Here's how to bootstrap your install with Yadm so you can download all your dotfiles:
$ sudo apt update $ sudo apt install yadm
On almost all setups, you'll need to run these two commands with
Here's what it looks like:
From here on out, you'll need to interact with GitHub repos a lot. So you'll need to set up your SSH keys and add them to GitHub. IF you don't know what to do, follow GitHub's guides in order:
- Generating a new SSH key. Make sure to click on the Linux tab at the top of that page, not the Windows one.
Adding your SSH key to GitHub. Again, make sure to click the Linux tab. In the first section, they say to use
xclipbut that won't work on WSL 2. Instead, run
cat ~/.ssh/id_rsa.pub, highlight the whole public key that gets spit out, and press
c. That's how you copy something out of WSL 2 so you can paste it somewhere else (including Windows apps)
Here are my super condensed instructions for how to do the SSH key dance, if you prefer.
Now we have yadm, let's do my favorite part: run one command and watch magic:
$ yadm clone https://github.com/arschles/dotfiles.git
You can swap our my dotfiles repo name for yours. If you want to use mine, that's all good too (PRs welcome!)
Here's what it looks like:
You're in a Linux terminal using Windows Terminal, running on a hypervisor, on top of Windows 10. WAT. I know, right?
I'll shamelessly plug my other post again here. It explains how WSL 2 was the reason I decided to go over and give Windows a try.
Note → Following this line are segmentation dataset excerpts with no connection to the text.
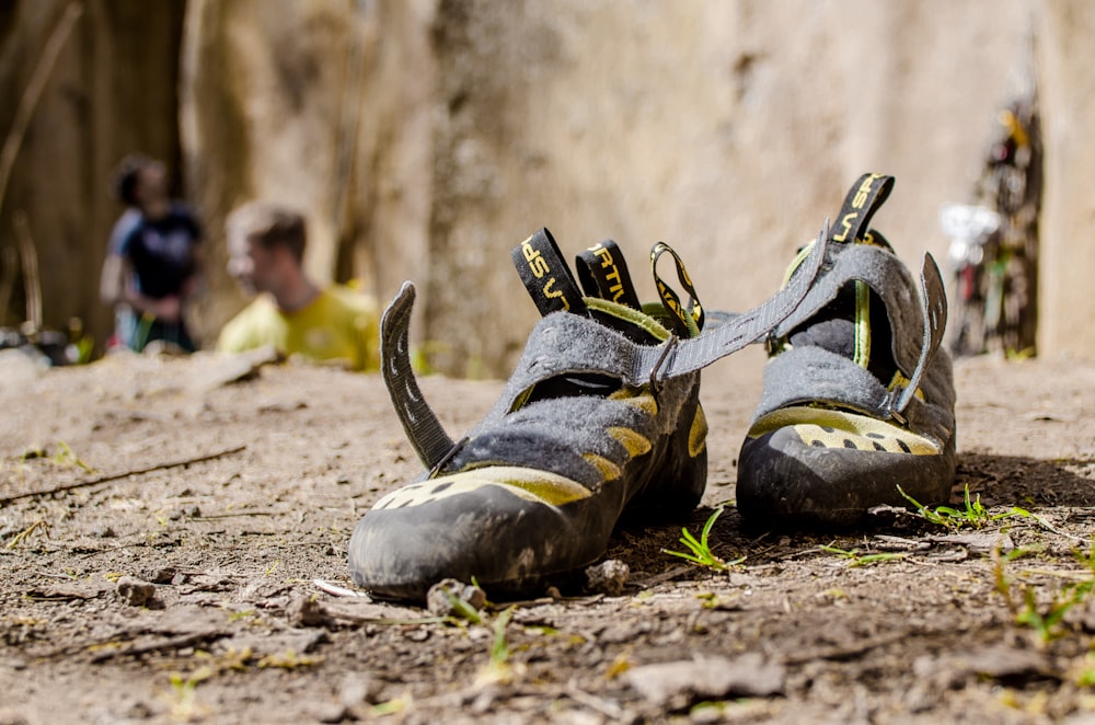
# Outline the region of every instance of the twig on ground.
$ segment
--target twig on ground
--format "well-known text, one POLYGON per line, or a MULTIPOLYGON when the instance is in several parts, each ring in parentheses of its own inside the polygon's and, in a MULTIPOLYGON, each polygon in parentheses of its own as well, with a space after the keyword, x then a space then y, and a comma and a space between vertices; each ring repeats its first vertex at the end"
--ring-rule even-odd
POLYGON ((38 491, 28 491, 22 494, 15 494, 13 496, 0 497, 0 507, 7 506, 16 500, 22 500, 23 498, 34 498, 35 496, 50 496, 54 494, 65 493, 67 491, 74 491, 77 488, 87 488, 89 486, 97 486, 102 483, 111 483, 112 481, 118 481, 120 479, 127 479, 131 475, 145 475, 146 473, 151 473, 153 471, 165 471, 168 469, 177 469, 182 465, 189 465, 191 463, 200 463, 203 461, 211 461, 217 458, 223 458, 224 456, 231 456, 232 453, 239 453, 244 450, 246 446, 235 446, 234 448, 228 448, 226 450, 220 450, 214 453, 206 453, 205 456, 196 456, 194 458, 187 458, 180 461, 170 461, 168 463, 157 463, 155 465, 150 465, 145 469, 131 469, 129 471, 123 471, 122 473, 113 473, 111 475, 100 476, 97 479, 92 479, 91 481, 81 481, 79 483, 67 483, 62 486, 54 486, 51 488, 41 488, 38 491))
POLYGON ((320 591, 325 591, 334 597, 368 597, 369 595, 364 591, 356 591, 354 589, 347 589, 346 587, 341 587, 337 584, 331 584, 330 582, 324 582, 323 579, 312 579, 312 584, 320 591))

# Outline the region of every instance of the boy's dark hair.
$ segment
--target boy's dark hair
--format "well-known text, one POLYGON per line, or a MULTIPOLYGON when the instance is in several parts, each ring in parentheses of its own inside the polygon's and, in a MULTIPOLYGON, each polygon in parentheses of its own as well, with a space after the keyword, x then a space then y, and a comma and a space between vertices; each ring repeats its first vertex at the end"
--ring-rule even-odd
POLYGON ((143 153, 130 153, 114 170, 114 195, 126 206, 136 206, 137 199, 134 192, 137 189, 137 181, 140 171, 145 166, 155 163, 143 153))
POLYGON ((254 240, 266 249, 285 246, 300 264, 308 241, 304 216, 273 202, 251 202, 228 215, 230 235, 254 240))

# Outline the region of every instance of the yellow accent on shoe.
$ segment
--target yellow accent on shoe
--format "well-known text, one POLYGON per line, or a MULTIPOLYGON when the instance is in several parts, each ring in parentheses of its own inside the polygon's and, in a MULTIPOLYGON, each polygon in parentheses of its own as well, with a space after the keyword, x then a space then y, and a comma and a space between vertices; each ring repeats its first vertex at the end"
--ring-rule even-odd
POLYGON ((606 431, 619 440, 624 448, 627 449, 627 454, 632 458, 636 458, 646 453, 650 450, 650 439, 641 433, 632 430, 631 428, 624 428, 623 426, 609 426, 606 431))
POLYGON ((562 506, 588 498, 588 488, 565 476, 518 465, 489 465, 450 473, 429 481, 397 488, 372 507, 376 510, 420 506, 439 498, 471 493, 485 486, 498 486, 509 493, 548 506, 562 506))
POLYGON ((861 368, 871 364, 871 288, 855 280, 855 357, 861 368))
POLYGON ((703 413, 703 406, 696 404, 695 417, 692 418, 692 427, 688 430, 688 454, 695 458, 707 447, 707 416, 703 413))
POLYGON ((821 407, 787 407, 762 416, 749 429, 758 438, 780 428, 794 427, 807 446, 913 456, 937 456, 934 441, 866 415, 821 407))
POLYGON ((587 463, 600 472, 602 481, 613 481, 620 477, 620 467, 603 456, 598 456, 597 453, 583 453, 581 457, 586 459, 587 463))

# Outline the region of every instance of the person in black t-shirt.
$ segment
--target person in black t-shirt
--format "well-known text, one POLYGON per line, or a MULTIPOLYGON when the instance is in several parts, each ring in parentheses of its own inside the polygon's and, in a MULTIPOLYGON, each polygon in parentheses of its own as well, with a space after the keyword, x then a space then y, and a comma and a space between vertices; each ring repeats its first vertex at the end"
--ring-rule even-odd
POLYGON ((197 286, 201 230, 194 214, 168 195, 163 164, 134 154, 119 164, 118 197, 139 216, 112 234, 100 296, 113 304, 116 346, 141 352, 153 341, 191 353, 183 307, 197 286))

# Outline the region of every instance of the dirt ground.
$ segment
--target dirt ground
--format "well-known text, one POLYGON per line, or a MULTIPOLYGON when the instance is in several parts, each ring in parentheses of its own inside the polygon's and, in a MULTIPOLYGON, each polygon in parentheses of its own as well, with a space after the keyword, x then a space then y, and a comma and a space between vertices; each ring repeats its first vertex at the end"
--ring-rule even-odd
MULTIPOLYGON (((965 360, 948 529, 747 534, 759 349, 710 368, 717 572, 627 530, 622 594, 477 622, 371 601, 346 544, 418 472, 377 376, 246 358, 0 356, 0 724, 1095 722, 1095 364, 965 360), (1028 515, 1014 510, 1021 507, 1028 515), (964 506, 959 506, 964 508, 964 506)), ((423 380, 450 433, 499 382, 423 380)), ((489 592, 487 592, 489 596, 489 592)))

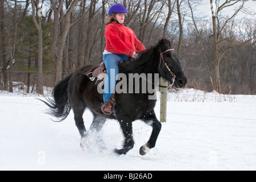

To complete your Linux-on-Windows coding experience, go get VS Code for Windows. Install it, and go into a directory inside of your ... WSL 2 terminal. Type
code . and watch more magic happen.
Your WSL 2 directory will open up in the VS Code Windows app. WAT. This magic works via a fast server that VS Code uses to communicate everything you do (saving, debugging, etc...) back to WSL 2. You're editing in Windows and running on Linux.
You can take this a step further and store your Linux-ey things in the cloud with VS Online. That's a whole other topic but worth checking out sometime.
Finally, if you use Docker, that works for WSL 2 too. Check out these instructions for how to set it up.